Troy Polamalu and Kimo von Oelhoffen were teammates who shared the bond of winning a Super Bowl together. They were players who proudly wore the black and gold, players who consider themselves Steelers for life.
But they share another bond, and that bond could soon have them earning an impressive honor.
Polamalu and von Oelhoffen are among the 25 finalists for the Polynesian Football Hall of Fame Class of 2016, an honor bestowed upon those of Polynesian ancestry who have excelled in the game.
Polamalu, the team's No. 1 draft pick in 2003 who is of Samoan ancestry, played 12 seasons for the Steelers before retiring this offseason.

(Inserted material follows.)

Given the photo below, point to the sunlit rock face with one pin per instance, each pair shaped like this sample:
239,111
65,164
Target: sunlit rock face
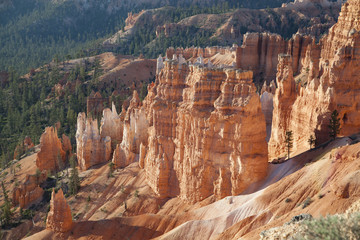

He finished his career with 12 sacks, 32 interceptions, 13 forced fumbles and seven fumble recoveries.
"Troy is a shining example of a football man in the way he loved the game, the way he respected the game and the way he played the game," said Coach Mike Tomlin when Polamalu retired. "He is a legendary Steeler and a legendary man."
For von Oelhoffen, who is of Hawaiian ancestry, signing with the Steelers as a free agent in 2000 is what he called the best thing that happened in his career. He played five seasons in Pittsburgh, 14 in his NFL career, and was a member of the team's Super Bowl XL team along with Polamalu.
"What makes the Steelers who they are, they love their players while they are playing and when they are finished," said von Oelhoffen a month ago. "That is why I love the Steelers. It's awesome. It's special. It changed my life."
The Class of 2016 will be announced on Oct. 7 and Polynesian Football Hall of Fame Enshrinement Weekend will be held at the Hawai'i Convention Center and at the Polynesian Cultural Center on January 29-30.